Why "For the Agentic Era" Actually Means Something Here

A lot of 2026 tooling slaps "for AI agents" on the README and changes nothing about the design. Rmux earns the label because of three concrete properties:

1. Detachable execution + reconnect. When a Claude Code, Codex, or aider run is going for 45 minutes and your SSH connection dies, a regular shell loses the process. With rmux (or tmux), the daemon owns the PTY — the agent keeps running, the new SSH attaches and resumes the human view. For long-lived coding-agent sessions over flaky connections, this isn't a nice-to-have, it's the difference between "shipped" and "had to restart from scratch."

2. Structured snapshots, not byte streams. When an agent supervisor needs to know "did my child process print the success line yet?", a byte-stream pipe forces it to write a parser. A typed PaneSnapshot lets it pattern-match on rows and cells. The supervisor agent can be small and dumb because the data is shaped right.

3. Real ConPTY on Windows, no WSL. This is the one most projects skip.

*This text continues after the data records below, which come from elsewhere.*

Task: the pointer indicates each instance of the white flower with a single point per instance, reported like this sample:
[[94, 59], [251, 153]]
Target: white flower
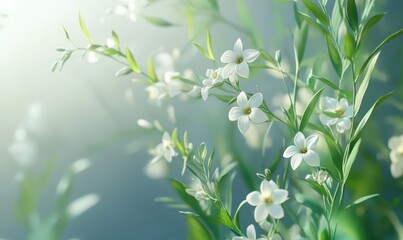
[[268, 201], [237, 60], [396, 155], [302, 150], [250, 234], [247, 111], [165, 149], [336, 113]]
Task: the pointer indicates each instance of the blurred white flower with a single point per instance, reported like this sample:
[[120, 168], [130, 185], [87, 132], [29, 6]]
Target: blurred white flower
[[395, 144], [303, 150], [250, 234], [268, 201], [237, 60], [336, 113], [129, 8], [166, 149], [248, 111]]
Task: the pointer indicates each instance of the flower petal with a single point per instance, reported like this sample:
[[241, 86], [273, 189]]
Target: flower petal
[[243, 124], [228, 56], [238, 47], [251, 232], [235, 113], [276, 211], [299, 140], [256, 100], [311, 158], [250, 55], [279, 196], [229, 70], [253, 198], [242, 69], [296, 161], [290, 151], [242, 100], [311, 141], [257, 116], [261, 212]]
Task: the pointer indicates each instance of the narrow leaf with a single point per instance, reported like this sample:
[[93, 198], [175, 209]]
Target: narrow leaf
[[309, 109], [132, 62]]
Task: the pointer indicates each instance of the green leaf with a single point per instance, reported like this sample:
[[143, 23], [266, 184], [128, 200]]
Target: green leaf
[[364, 120], [317, 12], [334, 56], [84, 28], [309, 109], [350, 160], [202, 50], [349, 46], [364, 85], [132, 62], [196, 230], [158, 21], [363, 199], [386, 40], [313, 23], [151, 72], [209, 46], [352, 14]]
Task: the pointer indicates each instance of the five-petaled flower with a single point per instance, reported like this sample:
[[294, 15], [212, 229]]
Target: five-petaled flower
[[248, 111], [336, 113], [268, 201], [250, 234], [237, 60], [396, 155], [165, 149], [302, 150]]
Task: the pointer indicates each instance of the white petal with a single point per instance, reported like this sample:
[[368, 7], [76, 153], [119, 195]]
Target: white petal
[[311, 158], [250, 55], [276, 211], [243, 124], [228, 57], [235, 113], [253, 198], [257, 116], [311, 141], [279, 196], [229, 70], [238, 47], [251, 232], [261, 213], [242, 100], [299, 140], [256, 100], [267, 186], [242, 69], [290, 151], [296, 161]]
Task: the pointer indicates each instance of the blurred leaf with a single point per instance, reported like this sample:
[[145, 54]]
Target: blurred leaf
[[363, 199], [309, 109], [196, 230], [317, 12], [386, 40], [350, 160], [84, 28], [364, 120], [334, 56], [364, 84], [352, 14], [158, 21], [132, 62]]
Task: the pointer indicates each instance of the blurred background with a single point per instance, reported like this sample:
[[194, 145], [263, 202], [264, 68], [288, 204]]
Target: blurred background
[[84, 111]]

WezTerm, Alacritty, even some "cross-platform" Rust shells punt to "use WSL" on Windows. Rmux uses real ConPTY (the Windows pseudo-console API) and a per-user Named Pipe for IPC. If you're building agent tooling that has to run on a developer's actual Windows machine — or in a Windows Server VM in CI — that matters more than benchmarks.

Community Reception (First 24 Hours)

The Show HN thread is still young (39 points, 29 comments at time of writing — early but front-paging), and the author is actively replying. Representative threads:

  • "Why not just script-wrap tmux?" — tmux's automation surface is the same byte-stream-and-regex pattern that motivated rmux. Wrapping it doesn't fix the mismatch.
  • "Daemon protocol stability?"rmux-proto (the IPC DTO crate) is published publicly so SDKs in other languages can be built against it. Python and Node bindings aren't shipped, but the wire format is documented.
  • "What about screen / zellij?"screen predates structured automation as a concern. Zellij has a WASM-plugin-centric philosophy; rmux bets on out-of-process SDK clients instead. Different shape, not strictly competitive.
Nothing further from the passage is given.